Tell us your favourite Enid Blyton book to tie in with Scarborough exhibition and listen to Famous Five

Enid Blyton books
Enid Blyton books

Mystery, Magic and Midnight Feasts, the first ever major exhibition celebrating the life and work of Enid Blyton, created by Seven Stories National Centre for Children’s Books, visits Scarborough Art Gallery this spring.

Many items from the Seven Stories and Enid Blyton Society collections will be on show such as original hand-corrected typescripts including Five have Plenty of Fun (1954), Last Term at Malory Towers (1951), Look Out, Secret Seven (1962) and Cheer Up, Little Noddy (1960); pages from the unpublished typescript for Mr Tumpy’s Caravan; Blyton’s personal and nature diaries spanning the 1920s, 30s and 60s; personal family photographs including Blyton as a child; her famous typewriter.

Many of the exhibits are on public display for the first time. Seven Stories fundraised to buy a large collection of Blyton typescripts and rare artefacts when they were auctioned in 2010, fulfilling its mission to save and protect Britain’s literary heritage for children.

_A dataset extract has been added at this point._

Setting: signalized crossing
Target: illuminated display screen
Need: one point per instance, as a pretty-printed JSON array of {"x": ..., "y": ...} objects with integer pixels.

At the height of her 40-year career, between 1951 and 1954, she produced 192 books – an average of one a week. Blyton’s books, which were often serialised, captivated children in the same way that Harry Potter has in recent times. Enid, always keen to speak directly to her young readers, responded to this adoration by setting up the Famous Five Club and the Enid Blyton magazine.

Kate Edwards, Chief Executive of Seven Stories, says: “It’s impossible to celebrate Britain’s literary heritage for children without including our most successful author, Enid Blyton. She was a prolific writer with a lively imagination and a remarkable gift for connecting with children. She was a master of plot, pace, suspense and the moral tale.

“Though Enid and her books have often been surrounded by controversy, her work should be viewed in the context of its time – the early and mid 20th century – when British society was very different to today. There is no doubt that she was a complex person – a keen naturalist, progressive teacher, working parent and canny businesswoman. Her work has endured, constantly re-interpreted through its decades in print and enthralling generation after generation of children.”

Enid Blyton (1897-1968) was the best-selling English language author of the 20th century, and remains one of the most popular writers of all time. In polls of favourite childhood reading, she continues to be ranked in the top five authors, often above Roald Dahl and JK Rowling. Her first book was published in 1922 and her work has been in print ever since. In a career that spanned five decades, she wrote an astonishing 700-plus books and some 4,500 short stories. Despite this huge output, very few of Blyton’s original typescripts have survived and exhibitions to celebrate her achievements have been rare.

Blyton’s most remarkable achievement is that she has inspired millions of children throughout the world to read for pleasure. Like all Seven Stories exhibitions, Mystery, Magic and Midnight Feasts is designed to be playful, interactive and immersive, for young audiences to enjoy. Children are invited to throw themselves into the worlds of the Famous Five and Secret Seven, Malory Towers, the Magic Faraway Tree and Noddy’s Toyland.

The exhibition runs from March 27 to June 26.